For general linear differential equations, we can solve them via methods like Fourier or Laplace transforms or via numerical methods. Linear differential equations are useful to consider since they arise in many equations and can be solved analytically. They will also be useful for us to consider when we think about stochastic differential equations.

5. SDEs

A pragmatic way to think about stochastic differential equations is to think about them as ODEs with some noise added. For example, let’s think about a car in 2 dimensions that is governed by the following ODE resulting from Newton’s second law: $\begin{aligned} \textbf{f}(t) &= m \textbf{a}(t) \\ &= m \frac{d^2 \textbf{x}(t)}{d t^2} \end{aligned}$

where $\textbf{f}(t)$ is the force acting on the car, $m$ is the mass of the car, $\textbf{a}(t)$ is the acceleration of the car and $\textbf{x}(t)$ is the position of the car.

Let’s say that our acceleration is now not precisely known/we have a measurement error in our acceleration. We can model this by adding some noise to our acceleration and descrie it by a random white-noise process $\textbf{w}(t) = (w_1(t), w_2(t))$ : $\begin{aligned} \frac{d^2 x_1(t)}{d t^2} &= w_1(t); \frac{d^2 x_1(t)}{d t^2} &= w_2(t) \end{aligned}$

Now if we define $x_3 = \frac{d x_1(t)}{d t}$ and $x_4 = \frac{d x_2(t)}{d t}$ we can write this as a system of first order ODEs in our old familiar form: $\begin{aligned} \frac{d \textbf{x}(t)}{d t} \left(\begin{array}{c} x_1 \\ x_2 \\ x_3 \\ x_4 \end{array}\right) &= \left(\begin{array}{ccc} 0 & 0 & 1 & 0 \\ 0 & 0 & 0 & 1 \\ 0 & 0 & 0 & 0 \\ 0 & 0 & 0 & 0 \end{array}\right) \left(\begin{array}{c} x_1 \\ x_2 \\ x_3 \\ x_4 \end{array}\right) + \left(\begin{array}{cc} 0 & 0 \\ 0 & 0 \\ 1 & 0 \\ 0 & 1 \end{array}\right) \left(\begin{array}{c} w_1 \\ w_2 \\ \end{array}\right) \end{aligned}$

where the first matrix is $F$ and the second matrix is $L$ . This is a linear time-invariant differential equation where the forcing function is not deterministic but a stochastic process: a stochastic differential equation.
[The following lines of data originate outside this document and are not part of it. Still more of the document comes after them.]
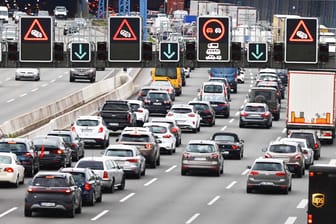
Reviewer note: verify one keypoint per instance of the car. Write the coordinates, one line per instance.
(269, 174)
(255, 114)
(108, 170)
(72, 140)
(290, 152)
(89, 182)
(92, 130)
(142, 114)
(229, 144)
(158, 101)
(27, 74)
(83, 73)
(219, 103)
(53, 152)
(12, 171)
(146, 142)
(185, 116)
(25, 151)
(308, 153)
(166, 139)
(173, 128)
(53, 191)
(312, 139)
(202, 155)
(128, 157)
(206, 111)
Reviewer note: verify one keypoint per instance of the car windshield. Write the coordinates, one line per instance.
(200, 148)
(266, 166)
(282, 148)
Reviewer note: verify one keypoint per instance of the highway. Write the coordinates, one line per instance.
(163, 196)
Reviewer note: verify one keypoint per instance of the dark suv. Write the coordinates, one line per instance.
(25, 152)
(266, 95)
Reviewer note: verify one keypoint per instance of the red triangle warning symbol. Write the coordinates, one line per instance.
(124, 32)
(301, 33)
(35, 32)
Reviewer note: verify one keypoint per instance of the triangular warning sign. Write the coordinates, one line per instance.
(35, 32)
(124, 32)
(301, 33)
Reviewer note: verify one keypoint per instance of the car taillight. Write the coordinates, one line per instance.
(87, 186)
(8, 170)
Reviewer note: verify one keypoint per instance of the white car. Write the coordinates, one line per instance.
(128, 158)
(92, 130)
(142, 114)
(185, 116)
(11, 169)
(167, 139)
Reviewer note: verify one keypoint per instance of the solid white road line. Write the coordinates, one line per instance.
(127, 197)
(192, 218)
(99, 215)
(8, 211)
(303, 203)
(170, 169)
(231, 184)
(150, 182)
(290, 220)
(214, 200)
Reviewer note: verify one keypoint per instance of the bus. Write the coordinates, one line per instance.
(321, 194)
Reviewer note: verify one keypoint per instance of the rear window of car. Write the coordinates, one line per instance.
(282, 148)
(263, 166)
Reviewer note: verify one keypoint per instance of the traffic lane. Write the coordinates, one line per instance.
(19, 97)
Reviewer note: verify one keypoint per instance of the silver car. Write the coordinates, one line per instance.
(269, 174)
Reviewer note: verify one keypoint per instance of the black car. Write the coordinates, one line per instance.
(89, 182)
(206, 112)
(158, 101)
(229, 144)
(73, 141)
(25, 152)
(53, 151)
(53, 191)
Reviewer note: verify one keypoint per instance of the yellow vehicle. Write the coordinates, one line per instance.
(173, 74)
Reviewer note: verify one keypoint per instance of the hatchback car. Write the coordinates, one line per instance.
(107, 169)
(290, 152)
(205, 110)
(25, 151)
(202, 155)
(185, 116)
(72, 140)
(27, 74)
(83, 73)
(92, 130)
(229, 144)
(53, 191)
(52, 151)
(89, 183)
(269, 174)
(128, 158)
(255, 114)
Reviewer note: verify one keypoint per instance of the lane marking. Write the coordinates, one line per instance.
(290, 220)
(127, 197)
(8, 211)
(192, 218)
(214, 200)
(99, 215)
(170, 169)
(150, 182)
(231, 185)
(303, 203)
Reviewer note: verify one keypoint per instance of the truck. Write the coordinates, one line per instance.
(311, 103)
(321, 194)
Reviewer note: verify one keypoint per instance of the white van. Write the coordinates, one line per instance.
(4, 14)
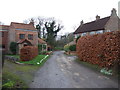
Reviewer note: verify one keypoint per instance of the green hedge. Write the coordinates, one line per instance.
(72, 48)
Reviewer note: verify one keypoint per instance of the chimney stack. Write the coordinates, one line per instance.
(97, 17)
(113, 12)
(81, 23)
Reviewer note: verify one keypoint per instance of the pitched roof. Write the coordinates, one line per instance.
(4, 27)
(22, 26)
(41, 41)
(92, 26)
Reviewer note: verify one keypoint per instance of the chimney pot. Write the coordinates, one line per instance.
(113, 12)
(97, 17)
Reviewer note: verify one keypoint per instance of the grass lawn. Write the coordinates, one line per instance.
(20, 76)
(17, 76)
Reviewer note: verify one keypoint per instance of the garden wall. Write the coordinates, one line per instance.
(27, 53)
(100, 49)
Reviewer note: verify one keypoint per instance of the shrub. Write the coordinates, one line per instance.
(13, 47)
(66, 48)
(77, 38)
(27, 53)
(72, 47)
(100, 49)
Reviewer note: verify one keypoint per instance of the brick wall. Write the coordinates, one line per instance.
(35, 36)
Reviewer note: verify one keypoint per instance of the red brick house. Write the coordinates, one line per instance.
(100, 25)
(23, 34)
(3, 36)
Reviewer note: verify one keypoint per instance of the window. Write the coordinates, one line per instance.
(98, 32)
(3, 46)
(2, 34)
(21, 36)
(30, 36)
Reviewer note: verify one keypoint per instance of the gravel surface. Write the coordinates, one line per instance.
(62, 71)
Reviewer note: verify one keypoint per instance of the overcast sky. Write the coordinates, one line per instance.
(70, 12)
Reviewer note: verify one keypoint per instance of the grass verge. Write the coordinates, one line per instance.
(92, 66)
(17, 76)
(36, 60)
(20, 76)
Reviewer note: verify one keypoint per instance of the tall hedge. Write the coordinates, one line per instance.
(101, 49)
(72, 47)
(13, 47)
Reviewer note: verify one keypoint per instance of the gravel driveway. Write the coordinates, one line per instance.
(62, 71)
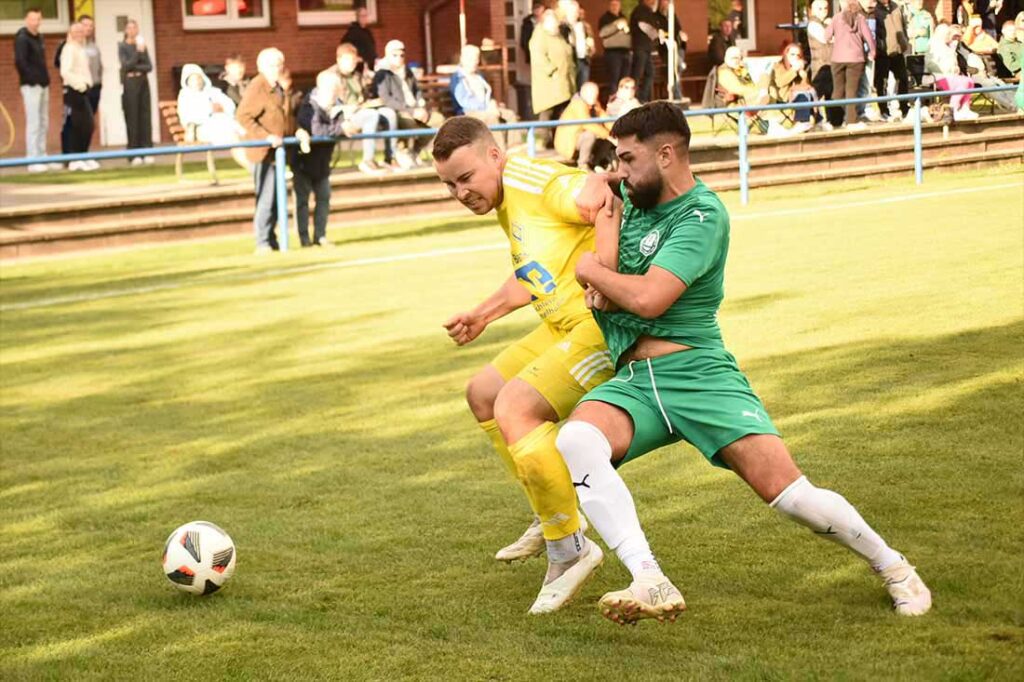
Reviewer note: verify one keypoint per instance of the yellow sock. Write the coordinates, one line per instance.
(546, 477)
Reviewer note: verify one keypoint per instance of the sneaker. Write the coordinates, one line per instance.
(530, 543)
(560, 591)
(910, 596)
(653, 597)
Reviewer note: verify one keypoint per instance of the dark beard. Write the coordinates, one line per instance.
(645, 196)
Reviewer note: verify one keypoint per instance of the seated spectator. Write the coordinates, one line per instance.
(788, 81)
(625, 99)
(920, 27)
(398, 90)
(976, 38)
(369, 115)
(233, 78)
(1010, 52)
(587, 144)
(471, 93)
(321, 115)
(950, 74)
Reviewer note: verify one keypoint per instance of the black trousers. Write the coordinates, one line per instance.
(895, 64)
(643, 74)
(135, 102)
(80, 121)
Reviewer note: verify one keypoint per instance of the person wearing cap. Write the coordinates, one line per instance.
(397, 89)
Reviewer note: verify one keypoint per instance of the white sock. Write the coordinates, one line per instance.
(829, 515)
(604, 497)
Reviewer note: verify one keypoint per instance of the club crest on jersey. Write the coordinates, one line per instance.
(649, 244)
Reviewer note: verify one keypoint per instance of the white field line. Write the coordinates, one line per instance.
(437, 253)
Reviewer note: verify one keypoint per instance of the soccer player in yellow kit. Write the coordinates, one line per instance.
(530, 386)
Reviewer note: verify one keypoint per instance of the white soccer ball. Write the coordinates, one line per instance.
(199, 558)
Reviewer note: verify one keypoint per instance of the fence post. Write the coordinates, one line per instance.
(744, 189)
(919, 152)
(281, 186)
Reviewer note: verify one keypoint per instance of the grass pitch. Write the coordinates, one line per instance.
(311, 405)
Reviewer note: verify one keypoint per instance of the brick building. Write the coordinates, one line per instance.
(307, 31)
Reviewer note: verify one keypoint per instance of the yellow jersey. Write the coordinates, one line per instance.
(546, 236)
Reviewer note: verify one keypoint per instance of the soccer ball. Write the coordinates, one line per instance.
(199, 558)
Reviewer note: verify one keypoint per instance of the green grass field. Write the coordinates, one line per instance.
(311, 405)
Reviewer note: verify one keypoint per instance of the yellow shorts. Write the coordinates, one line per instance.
(561, 366)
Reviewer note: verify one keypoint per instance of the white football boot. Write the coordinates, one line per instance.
(910, 595)
(560, 591)
(530, 543)
(654, 597)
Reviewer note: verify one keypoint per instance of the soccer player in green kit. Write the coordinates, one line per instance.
(675, 380)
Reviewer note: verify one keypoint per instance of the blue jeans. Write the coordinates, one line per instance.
(266, 205)
(321, 188)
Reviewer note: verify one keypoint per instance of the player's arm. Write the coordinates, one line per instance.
(465, 327)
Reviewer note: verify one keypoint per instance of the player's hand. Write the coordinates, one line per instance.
(464, 327)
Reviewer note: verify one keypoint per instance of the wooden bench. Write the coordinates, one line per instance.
(183, 136)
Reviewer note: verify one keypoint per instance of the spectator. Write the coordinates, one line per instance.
(613, 30)
(788, 81)
(891, 44)
(625, 99)
(821, 78)
(1010, 52)
(78, 79)
(587, 144)
(943, 62)
(552, 72)
(360, 36)
(263, 115)
(643, 30)
(471, 93)
(233, 78)
(135, 98)
(369, 116)
(321, 115)
(398, 90)
(30, 59)
(721, 40)
(921, 26)
(526, 30)
(849, 34)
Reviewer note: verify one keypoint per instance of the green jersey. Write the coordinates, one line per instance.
(688, 237)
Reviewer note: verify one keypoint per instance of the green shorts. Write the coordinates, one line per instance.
(696, 395)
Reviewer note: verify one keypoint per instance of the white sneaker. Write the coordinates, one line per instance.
(653, 597)
(910, 595)
(560, 591)
(530, 543)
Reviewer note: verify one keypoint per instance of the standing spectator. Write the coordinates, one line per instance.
(360, 36)
(526, 30)
(891, 44)
(921, 26)
(232, 79)
(95, 61)
(587, 144)
(321, 115)
(721, 40)
(1011, 52)
(263, 115)
(643, 30)
(396, 86)
(552, 72)
(30, 59)
(613, 30)
(849, 34)
(135, 99)
(78, 79)
(357, 110)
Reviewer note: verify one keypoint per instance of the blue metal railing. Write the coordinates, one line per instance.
(281, 184)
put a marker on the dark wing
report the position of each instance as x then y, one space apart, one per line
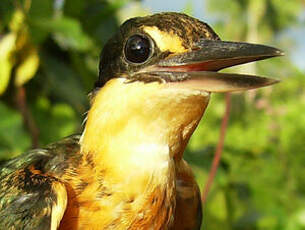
31 198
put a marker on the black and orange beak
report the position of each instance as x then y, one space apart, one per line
198 68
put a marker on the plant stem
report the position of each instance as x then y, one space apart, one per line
219 148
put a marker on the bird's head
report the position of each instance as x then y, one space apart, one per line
173 47
157 72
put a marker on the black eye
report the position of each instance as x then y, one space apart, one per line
137 49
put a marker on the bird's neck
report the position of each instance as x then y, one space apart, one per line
135 132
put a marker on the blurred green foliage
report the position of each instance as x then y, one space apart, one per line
49 53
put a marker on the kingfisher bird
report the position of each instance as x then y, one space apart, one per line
126 169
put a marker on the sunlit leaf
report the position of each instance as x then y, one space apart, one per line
7 47
67 32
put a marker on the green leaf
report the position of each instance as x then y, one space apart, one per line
7 47
27 69
67 32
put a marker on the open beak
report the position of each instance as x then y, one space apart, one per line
197 69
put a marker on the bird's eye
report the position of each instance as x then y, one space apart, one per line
138 49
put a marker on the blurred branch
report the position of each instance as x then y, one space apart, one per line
27 116
219 148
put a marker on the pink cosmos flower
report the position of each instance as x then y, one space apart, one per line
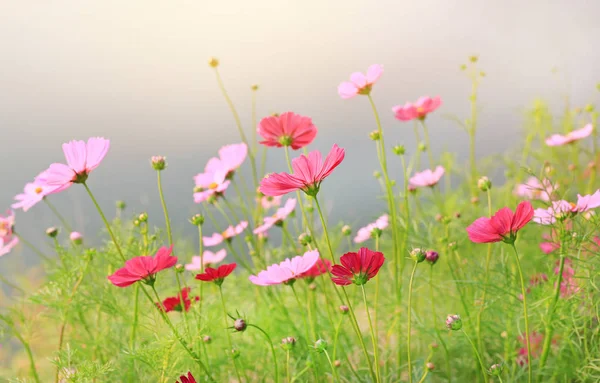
360 83
427 177
288 129
502 226
228 234
534 189
278 217
143 268
419 109
81 159
287 271
575 135
308 174
208 257
367 232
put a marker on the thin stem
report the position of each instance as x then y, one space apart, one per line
110 232
272 349
524 293
373 335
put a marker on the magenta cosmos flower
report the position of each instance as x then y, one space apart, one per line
277 218
287 271
418 110
209 258
360 83
309 172
534 189
143 268
427 177
288 129
357 268
367 232
575 135
227 235
81 158
502 226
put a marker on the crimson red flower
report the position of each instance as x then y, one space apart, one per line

Let’s try to solve such an equation heuristically with initial condition $\textbf{x}(t_0) \sim \mathcal{N}(\textbf{m}_0, \textbf{P}_0)$ . If we pretend that $\textbf{w}(t)$ is deterministic and continuous (which it is not), we can solve this equation like we would solve any other ODE. We can write the solution via the method of integrating factor as: $\begin{aligned} \frac{d \textbf{x}}{d t} &= \textbf{F} \textbf{x}(t) + \textbf{L} \textbf{w}(t) \\ \frac{d \textbf{x}}{d t} - \textbf{F} \textbf{x}(t) &= \textbf{L} \textbf{w}(t) \\ exp(-\textbf{F} t) \frac{d \textbf{x}}{d t} - exp(-\textbf{F} t) \textbf{F} \textbf{x}(t) &= exp(-\textbf{F} t) \textbf{L} \textbf{w}(t) \\ \frac{d}{d t} exp(-\textbf{F} t) \textbf{x}(t) &= exp(-\textbf{F} t) \textbf{L} \textbf{w}(t) \\ exp(-\textbf{F} t) \textbf{x}(t) - exp(-\textbf{F} t_0) \textbf{x}(t_0) &= \int_{t_0}^t exp(-\textbf{F} s) \textbf{L} \textbf{w}(s) ds \\ \textbf{x}(t) &= exp(\textbf{F}(t-t_0)) \textbf{x}(t_0) + \int_{t_0}^t exp(\textbf{F}(t-s)) \textbf{L} \textbf{w}(s) ds \end{aligned}$

where $t_0$ is the initial time and $exp()$ is the matrix exponential. Let us continue to pretend that $\textbf{w}(t)$ is deterministic and continuous. Then taking expectation on both side yields: $\begin{aligned} \mathbb{E}[\textbf{x}(t)] &= \mathbb{E}[exp(\textbf{F}(t-t_0)) \textbf{x}(t_0)] + \mathbb{E}[\int_{t_0}^t exp(\textbf{F}(t-s)) \textbf{L}\textbf{w}(s) ds] \\ &= \mathbb{E}[exp(\textbf{F}(t-t_0)) \textbf{x}(t_0)] \\ &= exp(\textbf{F}(t-t_0)) \textbf{m}_0 \end{aligned}$

where we used in the first step that $\mathbb{E}[\textbf{w}(s)] = 0$ since this is one of the properties of the white noise process and in the second step that $\mathbb{E}[\textbf{x}(t_0)] = \textbf{m}_0$ since this was our initial condition.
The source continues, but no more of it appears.